Chlamydial infection

  • Azithromycin is recommended as the first-line option.[1]​ 

  • Amoxicillin can be used as an alternative agent.[1]​ 

  • Pregnant women diagnosed during the first trimester should be tested to confirm eradication of Chlamydia, and should be retested 3 months after treatment.[1]​ Women at high risk for reinfection should be retested during the third trimester.[1]​​

  • For concurrent gonorrhea infection, the CDC recommends treatment with a single dose of intramuscular ceftriaxone in addition to a single dose of azithromycin.[1]​  

Gonorrhea

  • The CDC recommends intramuscular ceftriaxone monotherapy as a first-line regimen in pregnant women, preferably given under direct observation.[1]​​

  • A single dose of azithromycin may be added to treat chlamydia, if chlamydial infection has not been excluded.[1]​​

  • Consultation with an infectious disease specialist is recommended if the patient has a cephalosporin allergy or there are any other considerations that preclude treatment with this regimen.

Trichomoniasis

  • Metronidazole is the recommended agent.[1]​ Tinidazole is not recommended in pregnancy.

  • There is no evidence to suggest a negative effect on the neonate, but there is a lack of information to support its use.

  • In lactating women, it is best to defer breastfeeding for 12 to 24 hours after treatment with metronidazole.

Bacterial vaginosis

  • Treatment is recommended for all symptomatic pregnant women. Metronidazole or clindamycin may be used.[1]​ Tinidazole is not recommended during pregnancy.

HSV type 2, primary or recurrent

  • Treatment of HSV infection in pregnancy is indicated to decrease symptoms of recurrent infection and to decrease viral shedding at term.[1]​ 

  • Initiation of prophylaxis with acyclovir or valacyclovir at 36 weeks' gestation has been shown to decrease the rate of cesarean sections for active HSV infections at term, although it has not been shown to affect neonatal morbidity or mortality.[1]​ 

  • Dosing varies between primary and recurrent episodes of infection.

Pediatric

The main goal of treatment is to prevent acute disease. Presumptive treatment is not indicated due to the low risk of infection. In all US states, medical care for STI can be provided to adolescents without parental consent or knowledge. HIV counseling and testing is also available confidentially to adolescents in most US states.

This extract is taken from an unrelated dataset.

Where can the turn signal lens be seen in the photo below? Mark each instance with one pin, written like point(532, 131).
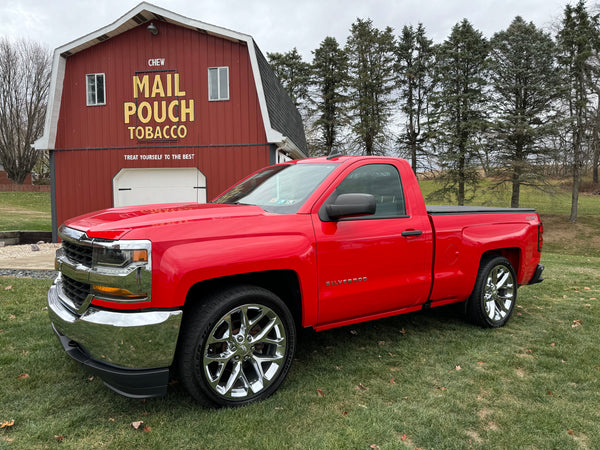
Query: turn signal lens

The detection of certain STIs (such as gonorrheal or chlamydial infection, syphilis, trichomoniasis, and HSV type 2) in preadolescent children carries a high likelihood of sexual assault.[1]​ Other infections such as human papillomavirus or vaginitis do not carry the same probability. Specially trained physicians should attempt to collect any evidence of sexual abuse and report these findings to the proper authorities.

C trachomatis may infect the neonate, resulting in conjunctivitis or pneumonitis.